Day 1: Climate Finance Governance Effectiveness in Africa
Talk of the ravaging effects of climate change, and Africa comes into mind: frequent droughts, floods, landslides as well as recurrent conflicts over Africa. In essence, this has been the center of the climate change debate, with due regard to who is responsible for human-induced climate change, the degree of responsibility as well as the mode and degree of intervention to alleviate this challenge. It is in this context that actors in climate finance governance are meeting in Johannesburg to explore these issues, under the auspices of the “Ensuring Climate Finance Effectiveness in Africa”, in Johannesburg, South Africa, from 21-23May 2013. This workshop has been organized by the Heinrich Boll Foundation (HBF), Transparency International Kenya and Pan African Climate Justice Alliance (PACJA).
Climate Finance Space in Africa
The first day of the workshop featured presentations capturing different spheres of climate finance in Africa. Of paramount importance were the issues of governance, transparency and accountability, upon which the effectiveness of climate finance governance in Africa. Also, the participation of different players in the climate finance governance domain in Africa was explored, as well as the methodologies that should be embedded in climate finance mechanisms so as to realize climate finance effectiveness, especially with regard to budget tracking.
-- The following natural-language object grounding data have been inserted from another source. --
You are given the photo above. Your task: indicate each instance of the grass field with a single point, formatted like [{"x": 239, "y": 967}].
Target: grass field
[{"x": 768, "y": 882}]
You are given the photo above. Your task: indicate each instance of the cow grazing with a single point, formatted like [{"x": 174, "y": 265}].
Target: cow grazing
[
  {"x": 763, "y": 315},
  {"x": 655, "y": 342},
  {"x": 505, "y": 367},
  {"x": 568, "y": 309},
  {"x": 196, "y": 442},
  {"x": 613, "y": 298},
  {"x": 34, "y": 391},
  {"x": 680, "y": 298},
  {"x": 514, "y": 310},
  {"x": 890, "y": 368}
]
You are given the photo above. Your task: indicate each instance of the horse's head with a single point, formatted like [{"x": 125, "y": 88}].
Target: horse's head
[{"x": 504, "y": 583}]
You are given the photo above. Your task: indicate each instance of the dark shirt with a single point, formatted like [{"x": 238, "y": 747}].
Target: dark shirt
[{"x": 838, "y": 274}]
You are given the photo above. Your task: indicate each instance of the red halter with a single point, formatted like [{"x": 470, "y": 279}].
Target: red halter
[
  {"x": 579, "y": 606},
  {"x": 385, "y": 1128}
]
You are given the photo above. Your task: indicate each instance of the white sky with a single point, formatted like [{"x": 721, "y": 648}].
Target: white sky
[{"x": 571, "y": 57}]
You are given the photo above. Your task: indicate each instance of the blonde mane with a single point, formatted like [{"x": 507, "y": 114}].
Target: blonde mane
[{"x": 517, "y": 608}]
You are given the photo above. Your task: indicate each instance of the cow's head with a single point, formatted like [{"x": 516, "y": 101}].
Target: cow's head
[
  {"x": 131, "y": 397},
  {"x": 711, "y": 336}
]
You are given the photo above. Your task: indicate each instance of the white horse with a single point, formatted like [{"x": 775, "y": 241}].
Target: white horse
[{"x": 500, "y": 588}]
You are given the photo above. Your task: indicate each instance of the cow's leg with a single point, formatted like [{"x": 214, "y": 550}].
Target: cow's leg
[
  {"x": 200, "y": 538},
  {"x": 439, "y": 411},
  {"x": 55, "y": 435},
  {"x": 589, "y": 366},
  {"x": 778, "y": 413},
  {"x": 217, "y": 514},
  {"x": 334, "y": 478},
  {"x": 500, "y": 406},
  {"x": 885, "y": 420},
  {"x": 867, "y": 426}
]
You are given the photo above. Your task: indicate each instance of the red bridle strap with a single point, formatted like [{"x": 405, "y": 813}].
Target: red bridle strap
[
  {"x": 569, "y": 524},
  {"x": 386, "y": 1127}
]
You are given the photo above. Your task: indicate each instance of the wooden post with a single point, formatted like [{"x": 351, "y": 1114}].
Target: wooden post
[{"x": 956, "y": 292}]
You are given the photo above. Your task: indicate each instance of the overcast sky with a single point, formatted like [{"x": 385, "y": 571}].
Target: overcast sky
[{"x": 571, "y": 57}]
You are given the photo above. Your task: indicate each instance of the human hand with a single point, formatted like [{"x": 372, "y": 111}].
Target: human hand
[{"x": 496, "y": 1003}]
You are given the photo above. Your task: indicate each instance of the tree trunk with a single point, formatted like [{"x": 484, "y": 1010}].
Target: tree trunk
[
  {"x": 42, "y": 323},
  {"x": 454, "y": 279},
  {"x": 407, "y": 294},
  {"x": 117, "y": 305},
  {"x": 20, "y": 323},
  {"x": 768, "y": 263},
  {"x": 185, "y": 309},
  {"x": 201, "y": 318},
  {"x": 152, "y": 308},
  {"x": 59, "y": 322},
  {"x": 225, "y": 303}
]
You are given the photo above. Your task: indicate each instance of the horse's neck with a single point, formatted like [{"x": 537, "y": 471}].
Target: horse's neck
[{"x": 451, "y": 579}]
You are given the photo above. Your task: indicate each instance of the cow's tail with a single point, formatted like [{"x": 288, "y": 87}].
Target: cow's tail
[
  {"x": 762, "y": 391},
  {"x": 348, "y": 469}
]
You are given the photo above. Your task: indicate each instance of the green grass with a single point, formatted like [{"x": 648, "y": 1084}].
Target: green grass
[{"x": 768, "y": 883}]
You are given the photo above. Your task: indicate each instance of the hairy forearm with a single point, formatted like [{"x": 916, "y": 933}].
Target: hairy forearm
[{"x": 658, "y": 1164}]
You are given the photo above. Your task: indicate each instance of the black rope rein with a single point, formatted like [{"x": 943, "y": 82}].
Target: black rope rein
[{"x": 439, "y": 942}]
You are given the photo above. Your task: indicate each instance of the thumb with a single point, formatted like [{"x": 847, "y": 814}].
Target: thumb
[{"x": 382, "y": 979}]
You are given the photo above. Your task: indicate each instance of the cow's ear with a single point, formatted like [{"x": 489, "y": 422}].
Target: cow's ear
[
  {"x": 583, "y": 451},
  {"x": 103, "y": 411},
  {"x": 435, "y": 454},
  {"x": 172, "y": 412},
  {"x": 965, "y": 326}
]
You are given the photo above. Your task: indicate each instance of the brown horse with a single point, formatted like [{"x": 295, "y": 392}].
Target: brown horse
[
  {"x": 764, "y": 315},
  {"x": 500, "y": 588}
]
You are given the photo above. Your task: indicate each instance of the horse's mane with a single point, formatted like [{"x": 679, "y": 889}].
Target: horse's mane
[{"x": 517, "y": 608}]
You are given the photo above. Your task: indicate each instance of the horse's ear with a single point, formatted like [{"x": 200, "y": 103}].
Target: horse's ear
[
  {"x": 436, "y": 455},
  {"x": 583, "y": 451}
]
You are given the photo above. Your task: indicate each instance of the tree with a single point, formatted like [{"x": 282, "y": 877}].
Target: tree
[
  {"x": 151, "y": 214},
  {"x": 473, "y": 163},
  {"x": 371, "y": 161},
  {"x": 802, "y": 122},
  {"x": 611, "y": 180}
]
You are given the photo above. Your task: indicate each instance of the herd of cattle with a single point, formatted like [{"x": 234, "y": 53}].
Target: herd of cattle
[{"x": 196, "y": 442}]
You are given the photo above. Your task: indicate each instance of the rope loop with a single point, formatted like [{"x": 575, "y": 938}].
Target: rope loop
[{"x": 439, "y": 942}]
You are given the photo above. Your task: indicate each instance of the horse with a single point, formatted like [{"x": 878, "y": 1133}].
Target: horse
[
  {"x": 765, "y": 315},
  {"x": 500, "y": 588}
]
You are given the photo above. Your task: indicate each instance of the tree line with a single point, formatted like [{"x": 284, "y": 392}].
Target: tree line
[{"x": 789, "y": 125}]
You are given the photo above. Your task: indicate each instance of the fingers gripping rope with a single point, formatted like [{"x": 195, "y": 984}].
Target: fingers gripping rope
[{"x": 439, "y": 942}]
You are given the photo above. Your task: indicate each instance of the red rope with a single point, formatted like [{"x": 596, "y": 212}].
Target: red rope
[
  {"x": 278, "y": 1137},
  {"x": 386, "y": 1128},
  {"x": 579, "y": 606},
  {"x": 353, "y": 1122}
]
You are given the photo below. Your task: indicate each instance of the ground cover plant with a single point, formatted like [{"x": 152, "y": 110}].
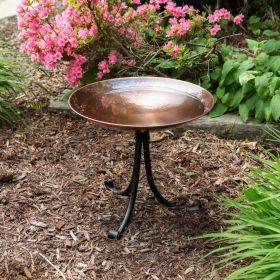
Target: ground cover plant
[
  {"x": 248, "y": 81},
  {"x": 11, "y": 85},
  {"x": 252, "y": 234},
  {"x": 14, "y": 84}
]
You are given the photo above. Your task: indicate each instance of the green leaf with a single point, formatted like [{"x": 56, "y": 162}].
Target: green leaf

Climate finance governance
The issue of governance, which is the crux of this workshop, was well elaborated on by the opening remarks made by Transparency International Kenya’s Executive Director, Samuel Kimeu, and this set the context for subsequent deliberations. Some of the challenges besetting climate finance governance in Africa were identified as:
Corruption: Mr. Kimeu singled out corruption as the biggest challenge facing climate finance governance in Africa. This was manifested through lack of transparency, participation as well as monitoring and tracking mechanisms in climate finance management. A case in point: Kenya loses about 30% of its development budget to procurement malpractice!
Policy Capture: The risk of policy capture, whereby some authorities hijack policies to achieve undue influence, was identified as a major issue jeopardizing climate finance governance.
Creative Accounting and reporting: The issue of creative accounting was also put on the crosshairs as many donors were counting aid as part of climate finance. For example, the Fast Start Finance agreed upon at COP15, as captured in the Copenhagen Accord, was mainly disbursed as loans, with only 43% of the funds being grants.
“You cannot burn my house and give me a loan to rebuild it” – remark from a participant
Lack of participation: the people at the center of the discussion on climate finance governance are the groups most vulnerable to climate change, and they are seldom brought into this discourse. This is a sad reality, and it was agreed upon that it was critical to involve all parties in order to realize climate finance governance.
Bureaucracy: Accessing climate finance, especially from the multilateral funds such as the Adaptation Fund, is a major headache for many countries in Africa. This is due to the sheer bureaucracy involved in accessing these funds, as well as the technical capacity required in preparing applications to be an implementing entity. For example, there are only 5 National Implementing Entities (NIEs).
Lack of capacity: most African countries that need climate finance are unable to access it due lack of sufficient technical capacity required to prepare applications to be National Implementing Entities (NIEs), as is in the case of applying for funds under the Adaptation Fund. For example, Zambia had their application to an NIE turned down because they fronted the Ministry of Finance as the entity, and they were duly informed that this was not a viable entity.